プロ家庭教師コラム

不登校
不登校の受験対策

去年の秋、私は一人の生徒さんを担当することになりました。当時中学3年生だった彼は中2の夏休み明けから約1年間、不登校の状態でした。友人関係でのトラブルが原因だったようです。受験までわずか半年しか時間が残されておらず、親御さんも相当焦っていらっしゃいました。生徒さん本人も、中学では充実した生活をおくることができなかったので、なんとか自分に合う高校、信頼できる友人を作って、高校生活を充実させたい、だから限られた受験までの時間、勉強を頑張る、と意気込みたっぷりでした。勿論、今まで全く勉強をしてこなかったので本当に今からで間に合うのかという不安、焦りもあるようでした。

そんな状況の生徒さんに私が最初に言ったことは、まず部屋の整理をすることでした。

不登校で、なおかつ部屋に引きこもりがちになっていたせいか、部屋全体がかなり荒れていたということが第一にあるのですが、そもそも部屋の整理をすることは、不登校児に限らず、どんな生徒さんに対しても実はとても重要なことなのです。
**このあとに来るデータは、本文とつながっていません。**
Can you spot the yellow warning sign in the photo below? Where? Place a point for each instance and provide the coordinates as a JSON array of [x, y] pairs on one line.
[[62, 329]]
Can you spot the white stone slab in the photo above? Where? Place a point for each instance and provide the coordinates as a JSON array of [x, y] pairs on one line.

なぜならば、部屋の整理をすることで勉強の効率を上げることができるからです。部屋が整理されていない、机の上が散らかっている状態だと、「さあ勉強するぞ」とイスに座っても、そこから教科書やプリントを探す作業に時間が取られて、勉強に取り掛かるまで数分間、無駄な時間が生じてしまうからです。ただ数分間無駄になった、というのではありません。この“勉強に取り掛かるまでの数分”が、いろんな意味で弊害になるのです。

最も注目すべきは、勉強でも仕事でも、「段取り」が全てだということです。これから何分間、何をどのように勉強して、何を出来るようにするのか。その明確な目標なしに勉強しても得られるものは少なく、達成感も持つことができません。その「段取り」の中の「時間管理」「空間管理」への意識が、最初に生じる数分間で失われてしまうのです。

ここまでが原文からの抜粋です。